When I gave birth to my first child in the 1980s and had to go back to work after twelve weeks of (partially) paid vacation, I was demoralized and outraged. At night I was kept awake by anxious questions: How could I be expected to leave my newborn with someone I barely knew? How should I afford childcare for my meager salary in an prohibitively expensive city? And why was my employer – a company with a family-friendly reputation – so inflexible when it came to part-time work? I felt that both my workplace and the system had failed. This despite a vacation with relatively generous benefits at that time.
If I had been deprived of less sleep, I might have realized that if someone had been given the short end of “parental leave” it was my husband. But the man I married is a stoic non-complainant. So he made the most of what he had and took full advantage of his allotted paternity leave – all around the clock! And then he went on. On the other hand, more than 20 years later, I can still reconstruct my anger fairly clearly.

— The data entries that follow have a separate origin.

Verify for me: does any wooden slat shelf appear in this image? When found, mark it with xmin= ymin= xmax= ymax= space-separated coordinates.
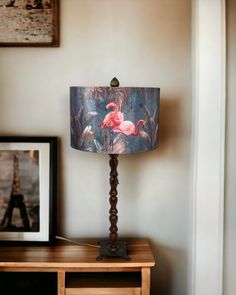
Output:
xmin=0 ymin=239 xmax=155 ymax=295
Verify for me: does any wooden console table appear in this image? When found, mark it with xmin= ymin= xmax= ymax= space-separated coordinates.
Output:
xmin=0 ymin=239 xmax=155 ymax=295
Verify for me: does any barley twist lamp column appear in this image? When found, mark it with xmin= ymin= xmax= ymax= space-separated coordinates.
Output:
xmin=70 ymin=78 xmax=160 ymax=260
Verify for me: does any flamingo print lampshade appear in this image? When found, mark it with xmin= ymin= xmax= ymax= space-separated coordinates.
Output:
xmin=70 ymin=86 xmax=160 ymax=154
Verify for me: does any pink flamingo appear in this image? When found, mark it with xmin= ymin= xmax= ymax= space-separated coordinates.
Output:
xmin=100 ymin=102 xmax=124 ymax=128
xmin=112 ymin=120 xmax=145 ymax=136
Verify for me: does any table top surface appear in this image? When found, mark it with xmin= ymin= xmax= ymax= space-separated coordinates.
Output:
xmin=0 ymin=239 xmax=155 ymax=270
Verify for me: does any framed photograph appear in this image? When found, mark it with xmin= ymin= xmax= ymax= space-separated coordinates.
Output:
xmin=0 ymin=136 xmax=57 ymax=244
xmin=0 ymin=0 xmax=59 ymax=47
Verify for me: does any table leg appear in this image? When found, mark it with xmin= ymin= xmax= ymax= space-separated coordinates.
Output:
xmin=141 ymin=267 xmax=151 ymax=295
xmin=57 ymin=271 xmax=65 ymax=295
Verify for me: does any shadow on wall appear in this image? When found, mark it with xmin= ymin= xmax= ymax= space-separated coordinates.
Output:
xmin=151 ymin=245 xmax=172 ymax=295
xmin=151 ymin=244 xmax=187 ymax=295
xmin=158 ymin=97 xmax=183 ymax=157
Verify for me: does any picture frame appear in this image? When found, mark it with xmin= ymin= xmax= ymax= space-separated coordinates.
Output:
xmin=0 ymin=0 xmax=59 ymax=47
xmin=0 ymin=136 xmax=57 ymax=245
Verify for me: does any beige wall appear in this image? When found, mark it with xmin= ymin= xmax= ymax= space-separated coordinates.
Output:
xmin=224 ymin=0 xmax=236 ymax=295
xmin=0 ymin=0 xmax=192 ymax=295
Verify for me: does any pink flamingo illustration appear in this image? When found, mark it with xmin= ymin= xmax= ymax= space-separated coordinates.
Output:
xmin=112 ymin=120 xmax=145 ymax=136
xmin=100 ymin=102 xmax=124 ymax=128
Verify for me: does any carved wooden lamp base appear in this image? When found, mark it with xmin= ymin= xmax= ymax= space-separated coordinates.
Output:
xmin=97 ymin=154 xmax=130 ymax=260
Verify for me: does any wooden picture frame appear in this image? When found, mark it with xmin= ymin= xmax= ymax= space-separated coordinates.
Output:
xmin=0 ymin=136 xmax=57 ymax=245
xmin=0 ymin=0 xmax=59 ymax=47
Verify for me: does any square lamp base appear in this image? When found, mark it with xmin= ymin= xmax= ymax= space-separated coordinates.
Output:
xmin=97 ymin=240 xmax=130 ymax=261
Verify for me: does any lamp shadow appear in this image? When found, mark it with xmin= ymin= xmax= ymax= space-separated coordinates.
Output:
xmin=151 ymin=244 xmax=172 ymax=295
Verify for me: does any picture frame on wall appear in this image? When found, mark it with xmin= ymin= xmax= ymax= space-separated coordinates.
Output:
xmin=0 ymin=0 xmax=59 ymax=47
xmin=0 ymin=136 xmax=57 ymax=244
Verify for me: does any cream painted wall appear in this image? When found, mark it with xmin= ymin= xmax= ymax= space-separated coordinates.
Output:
xmin=0 ymin=0 xmax=192 ymax=295
xmin=224 ymin=0 xmax=236 ymax=295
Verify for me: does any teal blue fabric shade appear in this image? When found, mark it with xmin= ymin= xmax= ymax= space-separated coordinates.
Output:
xmin=70 ymin=86 xmax=160 ymax=154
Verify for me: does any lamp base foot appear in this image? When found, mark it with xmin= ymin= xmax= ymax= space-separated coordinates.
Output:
xmin=97 ymin=240 xmax=130 ymax=261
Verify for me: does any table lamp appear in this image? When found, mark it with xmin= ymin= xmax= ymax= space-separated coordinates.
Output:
xmin=70 ymin=78 xmax=160 ymax=260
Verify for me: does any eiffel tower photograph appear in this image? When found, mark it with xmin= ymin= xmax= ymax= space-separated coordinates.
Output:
xmin=0 ymin=151 xmax=39 ymax=232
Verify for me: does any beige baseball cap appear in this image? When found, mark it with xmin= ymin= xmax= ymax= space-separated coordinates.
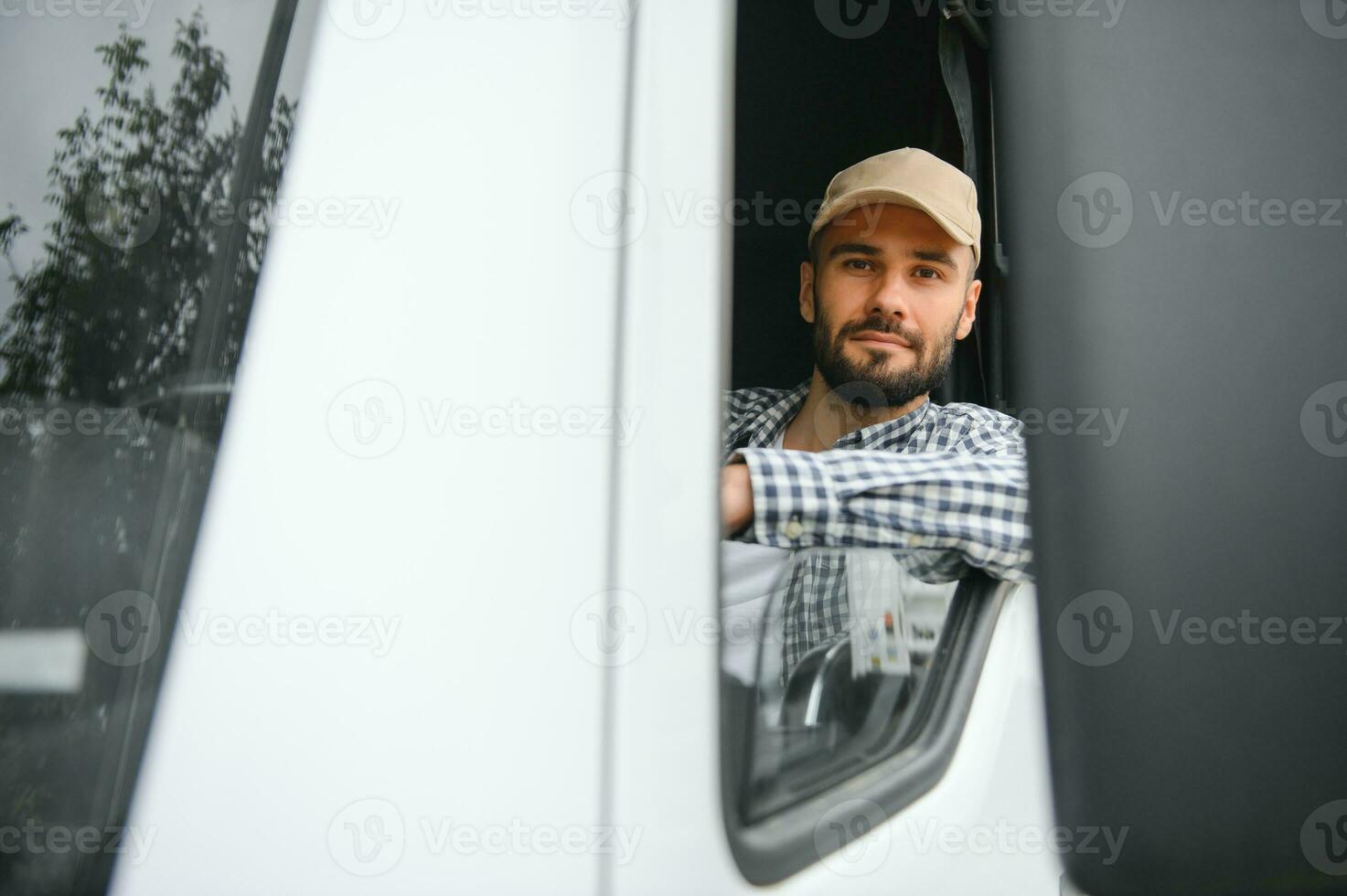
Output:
xmin=809 ymin=147 xmax=982 ymax=267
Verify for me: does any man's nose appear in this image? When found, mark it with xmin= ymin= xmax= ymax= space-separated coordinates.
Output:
xmin=871 ymin=273 xmax=911 ymax=321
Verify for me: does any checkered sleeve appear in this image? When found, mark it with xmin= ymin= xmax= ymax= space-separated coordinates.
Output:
xmin=738 ymin=447 xmax=1031 ymax=581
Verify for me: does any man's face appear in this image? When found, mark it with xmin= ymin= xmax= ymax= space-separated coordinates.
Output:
xmin=800 ymin=204 xmax=982 ymax=407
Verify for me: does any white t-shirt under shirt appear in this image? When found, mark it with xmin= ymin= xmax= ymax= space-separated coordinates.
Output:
xmin=721 ymin=427 xmax=791 ymax=685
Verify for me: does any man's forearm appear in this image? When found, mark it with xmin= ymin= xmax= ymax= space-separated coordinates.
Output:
xmin=738 ymin=449 xmax=1032 ymax=581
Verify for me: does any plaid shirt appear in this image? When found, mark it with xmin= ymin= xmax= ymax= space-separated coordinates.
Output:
xmin=721 ymin=380 xmax=1031 ymax=669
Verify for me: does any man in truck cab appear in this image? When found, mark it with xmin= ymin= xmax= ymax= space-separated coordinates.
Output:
xmin=721 ymin=148 xmax=1031 ymax=668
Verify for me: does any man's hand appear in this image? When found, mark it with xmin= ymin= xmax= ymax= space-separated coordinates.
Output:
xmin=721 ymin=464 xmax=753 ymax=538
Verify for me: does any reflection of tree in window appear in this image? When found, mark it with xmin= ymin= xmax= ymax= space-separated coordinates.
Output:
xmin=0 ymin=12 xmax=295 ymax=404
xmin=0 ymin=8 xmax=296 ymax=895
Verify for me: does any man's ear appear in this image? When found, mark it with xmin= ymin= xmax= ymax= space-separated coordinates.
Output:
xmin=954 ymin=281 xmax=982 ymax=339
xmin=800 ymin=261 xmax=814 ymax=324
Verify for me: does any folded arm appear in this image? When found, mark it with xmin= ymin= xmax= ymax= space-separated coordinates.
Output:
xmin=735 ymin=449 xmax=1032 ymax=581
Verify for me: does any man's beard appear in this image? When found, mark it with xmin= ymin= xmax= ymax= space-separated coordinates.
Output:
xmin=814 ymin=285 xmax=959 ymax=411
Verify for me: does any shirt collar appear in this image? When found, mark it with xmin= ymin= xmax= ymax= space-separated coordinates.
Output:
xmin=745 ymin=380 xmax=931 ymax=450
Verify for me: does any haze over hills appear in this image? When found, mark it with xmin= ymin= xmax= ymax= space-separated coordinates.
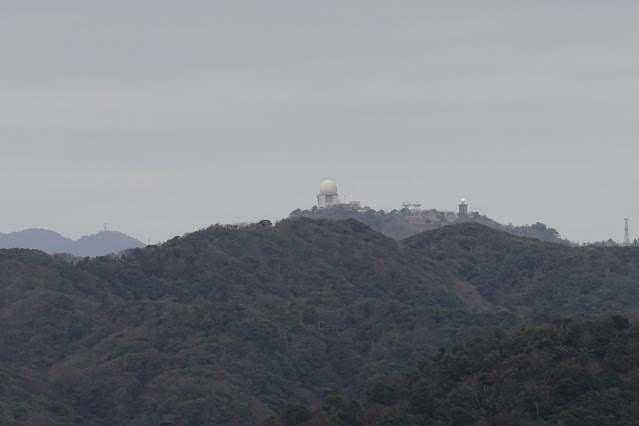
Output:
xmin=0 ymin=218 xmax=639 ymax=424
xmin=0 ymin=229 xmax=145 ymax=257
xmin=289 ymin=204 xmax=572 ymax=245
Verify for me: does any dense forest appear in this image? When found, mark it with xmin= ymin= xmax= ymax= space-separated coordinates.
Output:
xmin=0 ymin=218 xmax=639 ymax=425
xmin=290 ymin=204 xmax=568 ymax=246
xmin=263 ymin=315 xmax=639 ymax=426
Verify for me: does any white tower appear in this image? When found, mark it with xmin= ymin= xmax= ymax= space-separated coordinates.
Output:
xmin=317 ymin=180 xmax=340 ymax=209
xmin=459 ymin=198 xmax=468 ymax=216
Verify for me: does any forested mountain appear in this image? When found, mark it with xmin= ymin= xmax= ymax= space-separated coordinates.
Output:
xmin=0 ymin=218 xmax=639 ymax=424
xmin=0 ymin=229 xmax=144 ymax=257
xmin=290 ymin=204 xmax=568 ymax=245
xmin=292 ymin=315 xmax=639 ymax=426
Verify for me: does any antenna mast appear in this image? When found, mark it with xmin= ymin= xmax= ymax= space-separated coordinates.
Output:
xmin=623 ymin=217 xmax=630 ymax=246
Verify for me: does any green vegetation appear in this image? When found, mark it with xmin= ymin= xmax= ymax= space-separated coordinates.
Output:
xmin=290 ymin=204 xmax=572 ymax=245
xmin=0 ymin=218 xmax=639 ymax=424
xmin=296 ymin=315 xmax=639 ymax=426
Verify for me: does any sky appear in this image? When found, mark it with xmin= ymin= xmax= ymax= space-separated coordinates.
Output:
xmin=0 ymin=0 xmax=639 ymax=242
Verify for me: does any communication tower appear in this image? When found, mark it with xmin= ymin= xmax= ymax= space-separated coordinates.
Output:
xmin=622 ymin=217 xmax=630 ymax=246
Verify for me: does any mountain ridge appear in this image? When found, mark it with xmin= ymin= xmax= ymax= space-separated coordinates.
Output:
xmin=0 ymin=218 xmax=639 ymax=424
xmin=0 ymin=228 xmax=145 ymax=257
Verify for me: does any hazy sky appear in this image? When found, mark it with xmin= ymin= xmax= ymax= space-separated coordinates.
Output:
xmin=0 ymin=0 xmax=639 ymax=242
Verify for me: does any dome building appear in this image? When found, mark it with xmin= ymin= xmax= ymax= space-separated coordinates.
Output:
xmin=317 ymin=180 xmax=340 ymax=209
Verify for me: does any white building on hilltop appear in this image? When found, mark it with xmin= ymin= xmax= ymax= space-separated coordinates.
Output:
xmin=317 ymin=180 xmax=340 ymax=209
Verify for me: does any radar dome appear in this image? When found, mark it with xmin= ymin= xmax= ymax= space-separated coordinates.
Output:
xmin=320 ymin=180 xmax=337 ymax=194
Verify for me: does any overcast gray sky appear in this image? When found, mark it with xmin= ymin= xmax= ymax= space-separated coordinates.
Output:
xmin=0 ymin=0 xmax=639 ymax=242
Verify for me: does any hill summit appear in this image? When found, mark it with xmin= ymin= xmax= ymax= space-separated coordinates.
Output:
xmin=0 ymin=228 xmax=145 ymax=257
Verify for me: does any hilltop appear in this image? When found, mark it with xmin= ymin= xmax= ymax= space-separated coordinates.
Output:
xmin=289 ymin=204 xmax=571 ymax=244
xmin=0 ymin=218 xmax=639 ymax=424
xmin=0 ymin=229 xmax=145 ymax=257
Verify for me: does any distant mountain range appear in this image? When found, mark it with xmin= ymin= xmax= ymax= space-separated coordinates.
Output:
xmin=0 ymin=229 xmax=145 ymax=257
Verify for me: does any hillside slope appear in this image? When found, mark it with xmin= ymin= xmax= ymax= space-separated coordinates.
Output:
xmin=0 ymin=229 xmax=144 ymax=257
xmin=310 ymin=316 xmax=639 ymax=426
xmin=0 ymin=218 xmax=639 ymax=424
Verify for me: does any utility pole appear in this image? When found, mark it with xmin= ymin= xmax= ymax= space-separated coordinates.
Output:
xmin=622 ymin=217 xmax=630 ymax=246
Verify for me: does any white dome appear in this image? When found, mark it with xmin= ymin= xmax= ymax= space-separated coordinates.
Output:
xmin=320 ymin=180 xmax=337 ymax=194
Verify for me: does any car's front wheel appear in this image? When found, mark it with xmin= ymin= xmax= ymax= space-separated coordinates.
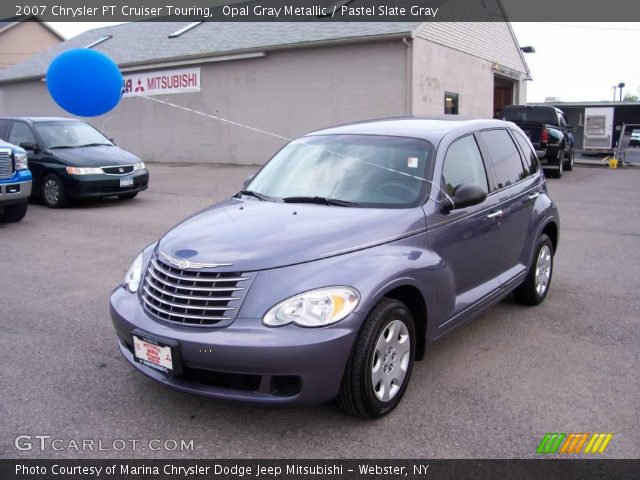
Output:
xmin=338 ymin=298 xmax=416 ymax=418
xmin=42 ymin=173 xmax=67 ymax=208
xmin=514 ymin=234 xmax=553 ymax=305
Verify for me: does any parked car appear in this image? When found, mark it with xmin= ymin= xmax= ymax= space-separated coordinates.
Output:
xmin=503 ymin=105 xmax=574 ymax=178
xmin=0 ymin=141 xmax=31 ymax=222
xmin=0 ymin=117 xmax=149 ymax=208
xmin=110 ymin=118 xmax=559 ymax=418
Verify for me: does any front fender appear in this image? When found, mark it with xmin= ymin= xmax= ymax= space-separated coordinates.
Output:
xmin=238 ymin=232 xmax=439 ymax=328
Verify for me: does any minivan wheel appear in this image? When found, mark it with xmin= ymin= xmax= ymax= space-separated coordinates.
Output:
xmin=42 ymin=173 xmax=67 ymax=208
xmin=338 ymin=298 xmax=416 ymax=418
xmin=514 ymin=234 xmax=553 ymax=305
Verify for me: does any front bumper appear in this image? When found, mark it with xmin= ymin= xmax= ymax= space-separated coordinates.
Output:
xmin=110 ymin=287 xmax=360 ymax=405
xmin=65 ymin=169 xmax=149 ymax=198
xmin=0 ymin=170 xmax=31 ymax=207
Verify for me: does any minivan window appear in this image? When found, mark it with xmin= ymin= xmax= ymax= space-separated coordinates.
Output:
xmin=511 ymin=130 xmax=540 ymax=175
xmin=442 ymin=135 xmax=489 ymax=196
xmin=247 ymin=135 xmax=434 ymax=208
xmin=7 ymin=122 xmax=36 ymax=145
xmin=480 ymin=129 xmax=526 ymax=190
xmin=34 ymin=121 xmax=112 ymax=148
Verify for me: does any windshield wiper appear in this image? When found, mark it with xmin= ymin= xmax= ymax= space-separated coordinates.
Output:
xmin=282 ymin=197 xmax=362 ymax=207
xmin=236 ymin=190 xmax=275 ymax=202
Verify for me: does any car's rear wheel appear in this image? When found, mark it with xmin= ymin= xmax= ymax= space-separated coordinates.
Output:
xmin=118 ymin=192 xmax=138 ymax=200
xmin=0 ymin=202 xmax=29 ymax=222
xmin=42 ymin=173 xmax=68 ymax=208
xmin=514 ymin=234 xmax=553 ymax=305
xmin=338 ymin=298 xmax=416 ymax=418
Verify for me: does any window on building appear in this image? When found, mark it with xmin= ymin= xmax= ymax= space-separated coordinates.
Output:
xmin=444 ymin=92 xmax=458 ymax=115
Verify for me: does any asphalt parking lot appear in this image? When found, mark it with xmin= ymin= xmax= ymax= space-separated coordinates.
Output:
xmin=0 ymin=164 xmax=640 ymax=458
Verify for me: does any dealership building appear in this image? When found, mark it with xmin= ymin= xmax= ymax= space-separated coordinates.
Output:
xmin=0 ymin=17 xmax=530 ymax=164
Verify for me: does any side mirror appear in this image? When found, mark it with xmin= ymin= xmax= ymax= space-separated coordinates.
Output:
xmin=441 ymin=183 xmax=487 ymax=213
xmin=20 ymin=142 xmax=38 ymax=152
xmin=242 ymin=173 xmax=256 ymax=187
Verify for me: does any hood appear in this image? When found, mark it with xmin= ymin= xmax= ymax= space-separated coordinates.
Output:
xmin=49 ymin=145 xmax=140 ymax=167
xmin=157 ymin=198 xmax=426 ymax=272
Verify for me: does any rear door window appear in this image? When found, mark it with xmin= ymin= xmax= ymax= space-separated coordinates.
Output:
xmin=511 ymin=130 xmax=540 ymax=175
xmin=7 ymin=122 xmax=36 ymax=145
xmin=480 ymin=129 xmax=527 ymax=191
xmin=442 ymin=135 xmax=488 ymax=196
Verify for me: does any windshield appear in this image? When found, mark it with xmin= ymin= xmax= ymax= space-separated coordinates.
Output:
xmin=247 ymin=135 xmax=433 ymax=208
xmin=34 ymin=120 xmax=112 ymax=148
xmin=504 ymin=107 xmax=557 ymax=125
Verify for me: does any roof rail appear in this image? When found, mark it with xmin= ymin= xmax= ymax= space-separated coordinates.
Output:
xmin=169 ymin=22 xmax=204 ymax=38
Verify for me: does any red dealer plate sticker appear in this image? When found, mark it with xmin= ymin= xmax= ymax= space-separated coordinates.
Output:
xmin=133 ymin=334 xmax=174 ymax=374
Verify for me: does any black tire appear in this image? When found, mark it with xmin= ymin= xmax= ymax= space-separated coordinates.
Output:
xmin=40 ymin=173 xmax=69 ymax=208
xmin=513 ymin=234 xmax=554 ymax=305
xmin=118 ymin=192 xmax=138 ymax=200
xmin=564 ymin=148 xmax=575 ymax=172
xmin=0 ymin=201 xmax=29 ymax=223
xmin=338 ymin=298 xmax=416 ymax=418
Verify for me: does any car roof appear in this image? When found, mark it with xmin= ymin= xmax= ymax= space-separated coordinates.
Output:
xmin=0 ymin=117 xmax=84 ymax=123
xmin=306 ymin=117 xmax=517 ymax=145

Fast forward to 2019, when the situation on maternity / paternity leave improves significantly, albeit far from perfect. According to a 2018 report by the Bureau of Labor Statistics, 88 percent of workers in the private sector are offered some form of unpaid family leave (which includes maternity and paternity leave, among others). 16 percent had paid vacation benefits. As a rule, however, far more women than men apply for these parental leave benefits. For example, a study of fathers’ paid vacation in California found that only 30 percent of all paid family vacation entitlements in California were submitted by men.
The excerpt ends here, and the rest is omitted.